Department of Biomedical Engineering, The Hong Kong Polytechnic University, Hung Hom, Kowloon, Hong Kong SAR, China.
SH Ho Scoliosis Research Lab, Joint Scoliosis Research Center of the Chinese University of Hong Kong and Nanjing University, Department of Orthopaedics and Traumatology, The Chinese University of Hong Kong, Shatin, Hong Kong.
Int J Comput Assist Radiol Surg. 2022 Dec;17(12):2239-2251. doi: 10.1007/s11548-022-02740-x. Epub 2022 Sep 9.
Bending Asymmetry Index (BAI) has been proposed to characterize the types of scoliotic curve in three-dimensional ultrasound imaging. Scolioscan has demonstrated its validity and reliability in scoliosis assessment with manual assessment-based X-ray imaging. The objective of this study is to investigate the ultrasound-derived BAI method to X-ray imaging of scoliosis, with supplementary information provided for the pre-surgery planning.
About 30 pre-surgery scoliosis subjects (9 males and 21 females; Cobb: 50.9 ± 19.7°, range 18°-115°) were investigated retrospectively. Each subject underwent three-posture X-ray scanning supine on a plain mattress on the same day. BAI is an indicator to distinguish structural or non-structural curves through the spine flexibility information obtained from lateral bending spinal profiles. BAI was calculated semi-automatically with manual annotation of vertebral centroids and pelvis level inclination adjustment. BAI classification was validated with the scoliotic curve type and traditional Lenke classification using side-bending Cobb angle measurement (S-Cobb).

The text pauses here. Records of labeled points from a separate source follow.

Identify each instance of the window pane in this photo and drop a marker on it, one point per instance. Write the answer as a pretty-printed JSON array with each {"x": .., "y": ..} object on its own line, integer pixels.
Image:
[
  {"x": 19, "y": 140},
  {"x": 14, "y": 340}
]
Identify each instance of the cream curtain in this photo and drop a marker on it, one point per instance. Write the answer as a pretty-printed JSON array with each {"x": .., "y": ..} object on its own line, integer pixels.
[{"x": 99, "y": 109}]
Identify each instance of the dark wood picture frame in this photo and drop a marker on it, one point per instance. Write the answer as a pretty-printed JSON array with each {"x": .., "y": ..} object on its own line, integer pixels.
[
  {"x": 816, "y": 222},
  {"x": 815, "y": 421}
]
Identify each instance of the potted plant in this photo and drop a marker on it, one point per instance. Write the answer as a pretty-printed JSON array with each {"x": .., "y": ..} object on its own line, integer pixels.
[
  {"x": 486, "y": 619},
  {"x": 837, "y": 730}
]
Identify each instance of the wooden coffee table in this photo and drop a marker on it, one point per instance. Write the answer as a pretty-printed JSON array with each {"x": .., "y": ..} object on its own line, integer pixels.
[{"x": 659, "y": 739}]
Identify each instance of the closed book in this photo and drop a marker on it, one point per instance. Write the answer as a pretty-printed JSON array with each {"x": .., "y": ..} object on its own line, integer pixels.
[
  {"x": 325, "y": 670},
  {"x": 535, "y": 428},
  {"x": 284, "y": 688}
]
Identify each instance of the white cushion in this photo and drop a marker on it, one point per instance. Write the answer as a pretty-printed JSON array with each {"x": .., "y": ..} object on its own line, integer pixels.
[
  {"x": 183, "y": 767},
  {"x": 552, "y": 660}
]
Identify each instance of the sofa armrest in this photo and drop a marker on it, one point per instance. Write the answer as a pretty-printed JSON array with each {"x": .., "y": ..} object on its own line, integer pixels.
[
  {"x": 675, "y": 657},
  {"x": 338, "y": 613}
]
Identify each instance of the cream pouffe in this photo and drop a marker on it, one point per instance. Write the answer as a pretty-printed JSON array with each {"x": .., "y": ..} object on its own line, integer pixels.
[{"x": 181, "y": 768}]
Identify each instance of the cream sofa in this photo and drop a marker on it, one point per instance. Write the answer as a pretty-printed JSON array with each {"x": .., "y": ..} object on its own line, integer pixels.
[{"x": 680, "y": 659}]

82 curves from 30 pre-surgery scoliosis patients were included. The correlation coefficient was R = 0.730 (p < 0.05) between BAI and S-Cobb. In terms of scoliotic curve type classification, all curves were correctly classified; out of 30 subjects, 1 case was confirmed as misclassified when applying to Lenke classification earlier, thus has been adjusted.
BAI method has demonstrated its inter-modality versatility in X-ray imaging application. The curve type classification and the pre-surgery Lenke classification both indicated promising performances upon the exploratory dataset. A fully-automated of BAI measurement is surely an interesting direction to continue our endeavor. Deep learning on the vertebral-level segmentation should be involved in further study.
弯曲不对称指数(BAI)已被提出用于在三维超声成像中描述脊柱侧弯的类型。Scolioscan 已在基于手动评估的 X 射线成像的脊柱侧弯评估中证明了其有效性和可靠性。本研究的目的是研究超声衍生的 BAI 方法与 X 射线成像的脊柱侧弯,为术前计划提供补充信息。
回顾性调查了约 30 例术前脊柱侧弯患者(男性 9 例,女性 21 例;Cobb 角:50.9±19.7°,范围 18°-115°)。每位患者在同一天仰卧于普通床垫上进行三种体位 X 射线扫描。BAI 是一种通过从侧屈脊柱轮廓获得的脊柱灵活性信息来区分结构性或非结构性曲线的指标。BAI 通过手动注释椎骨中心点和骨盆水平倾斜度调整半自动计算。使用侧屈 Cobb 角测量(S-Cobb),通过 BAI 分类与脊柱侧弯曲线类型和传统 Lenke 分类进行验证。
30 例术前脊柱侧弯患者的 82 条曲线被纳入研究。BAI 和 S-Cobb 之间的相关系数为 R=0.730(p<0.05)。在脊柱侧弯曲线类型分类方面,所有曲线均被正确分类;在 30 例患者中,1 例在应用 Lenke 分类时被确认为分类错误,因此进行了调整。
BAI 方法已证明其在 X 射线成像应用中的跨模态通用性。曲线类型分类和术前 Lenke 分类都在探索性数据集上表现出了有前景的性能。BAI 测量的完全自动化无疑是一个有趣的研究方向。在进一步的研究中应涉及基于椎体级别的分割的深度学习。